Niclas Nilsson

Comments on Twitter on Scala

Posted by Niclas Nilsson on 2009-04-06 at 13:20

I just read an interview with developers from Twitter, commenting on why they rewrote parts of their Ruby-based system in Scala, and it was an interesting read for someone interested in both Scala and Ruby. The obvious reason to switch from Ruby to Scala for a high traffic site like Twitter was to squeeze out more performance of the hardware, but some of their comments puzzled me and in the end I felt things they said didn’t add up.

Steve Jenson: […] Another thing we really like about Scala is static typing that’s not painful. Sometimes it would be really nice in Ruby to say things like, here’s an optional type annotation. This is the type we really expect to see here. And we find that really useful in Scala, to be able to specify the type information.

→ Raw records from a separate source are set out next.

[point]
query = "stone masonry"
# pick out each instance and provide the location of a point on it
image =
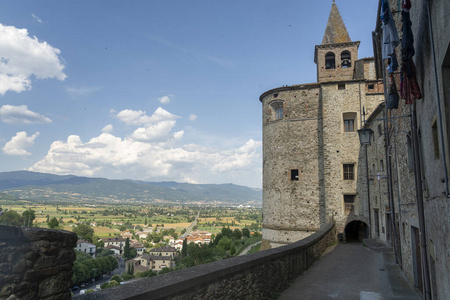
(306, 143)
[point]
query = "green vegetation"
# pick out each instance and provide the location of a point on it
(87, 268)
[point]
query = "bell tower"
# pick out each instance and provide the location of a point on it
(336, 56)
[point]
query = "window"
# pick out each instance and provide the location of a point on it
(346, 59)
(410, 152)
(330, 62)
(279, 113)
(277, 110)
(435, 139)
(349, 204)
(349, 172)
(349, 122)
(349, 125)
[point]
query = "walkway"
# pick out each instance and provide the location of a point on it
(353, 271)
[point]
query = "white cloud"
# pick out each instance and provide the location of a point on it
(153, 133)
(81, 91)
(165, 99)
(19, 142)
(20, 115)
(22, 57)
(37, 19)
(108, 128)
(154, 152)
(139, 117)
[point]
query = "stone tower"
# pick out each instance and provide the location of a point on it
(310, 142)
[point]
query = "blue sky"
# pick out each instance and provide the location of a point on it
(154, 90)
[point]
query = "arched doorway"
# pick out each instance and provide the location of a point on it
(356, 231)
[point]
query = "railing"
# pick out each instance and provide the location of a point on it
(260, 275)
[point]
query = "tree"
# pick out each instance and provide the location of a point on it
(29, 216)
(237, 234)
(11, 218)
(53, 223)
(232, 251)
(227, 232)
(126, 249)
(184, 249)
(84, 232)
(224, 243)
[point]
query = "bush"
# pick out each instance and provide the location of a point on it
(127, 277)
(116, 278)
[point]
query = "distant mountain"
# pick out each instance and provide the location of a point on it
(50, 187)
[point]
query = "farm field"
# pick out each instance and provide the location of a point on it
(111, 220)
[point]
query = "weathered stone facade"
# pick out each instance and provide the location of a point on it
(432, 146)
(310, 135)
(35, 263)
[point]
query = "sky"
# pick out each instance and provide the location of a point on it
(154, 90)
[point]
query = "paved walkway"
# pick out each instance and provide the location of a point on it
(352, 271)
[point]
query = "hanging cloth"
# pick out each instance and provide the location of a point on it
(409, 87)
(393, 98)
(390, 35)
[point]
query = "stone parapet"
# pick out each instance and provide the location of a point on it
(35, 263)
(260, 275)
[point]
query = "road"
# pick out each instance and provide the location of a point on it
(352, 271)
(188, 230)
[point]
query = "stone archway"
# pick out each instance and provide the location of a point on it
(356, 231)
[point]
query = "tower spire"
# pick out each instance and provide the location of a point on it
(336, 32)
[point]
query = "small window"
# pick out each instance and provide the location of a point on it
(349, 172)
(330, 62)
(435, 139)
(410, 152)
(349, 122)
(349, 204)
(277, 110)
(279, 113)
(346, 59)
(349, 125)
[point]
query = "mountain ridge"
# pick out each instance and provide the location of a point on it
(50, 187)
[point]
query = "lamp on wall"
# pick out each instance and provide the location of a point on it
(365, 136)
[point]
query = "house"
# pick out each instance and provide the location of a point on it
(151, 262)
(163, 251)
(86, 247)
(138, 246)
(117, 250)
(118, 242)
(408, 159)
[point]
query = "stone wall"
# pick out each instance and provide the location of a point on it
(259, 275)
(35, 263)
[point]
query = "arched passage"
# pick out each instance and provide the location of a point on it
(356, 231)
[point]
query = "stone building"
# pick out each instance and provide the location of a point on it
(311, 149)
(408, 183)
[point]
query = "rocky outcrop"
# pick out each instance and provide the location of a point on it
(35, 263)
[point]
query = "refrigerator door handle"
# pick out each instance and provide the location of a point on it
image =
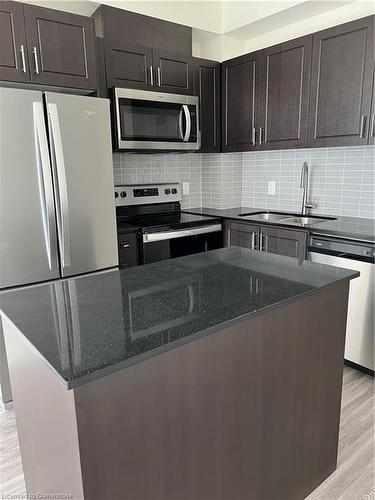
(62, 189)
(45, 185)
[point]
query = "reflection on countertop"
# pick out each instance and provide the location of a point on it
(88, 326)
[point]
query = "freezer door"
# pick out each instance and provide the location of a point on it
(28, 247)
(81, 153)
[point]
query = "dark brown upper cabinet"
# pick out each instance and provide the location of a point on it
(371, 133)
(341, 82)
(61, 48)
(128, 65)
(207, 88)
(174, 72)
(13, 56)
(240, 102)
(285, 81)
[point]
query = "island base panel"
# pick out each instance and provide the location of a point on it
(249, 412)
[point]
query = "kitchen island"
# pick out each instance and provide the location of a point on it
(213, 376)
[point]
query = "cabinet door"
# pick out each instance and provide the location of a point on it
(61, 48)
(240, 102)
(241, 235)
(371, 134)
(283, 242)
(13, 56)
(208, 89)
(285, 94)
(128, 65)
(173, 72)
(341, 82)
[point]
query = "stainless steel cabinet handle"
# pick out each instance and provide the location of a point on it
(159, 79)
(372, 131)
(36, 60)
(185, 107)
(45, 185)
(362, 131)
(22, 50)
(60, 174)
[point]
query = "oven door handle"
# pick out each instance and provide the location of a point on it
(169, 235)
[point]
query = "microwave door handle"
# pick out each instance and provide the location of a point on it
(180, 123)
(188, 122)
(60, 173)
(45, 185)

Alex Payne: I’d definitely want to hammer home what Steve said about typing. As our system has grown, a lot of the logic in our Ruby system sort of replicates a type system, either in our unit tests or as validations on models. I think it may just be a property of large systems in dynamic languages, that eventually you end up rewriting your own type system, and you sort of do it badly. You’re checking for null values all over the place. There’s lots of calls to Ruby’s kind_of? method, which asks, “Is this a kind of User object? Because that’s what we’re expecting. If we don’t get that, this is going to explode.” It is a shame to have to write all that when there is a solution that has existed in the world of programming languages for decades now.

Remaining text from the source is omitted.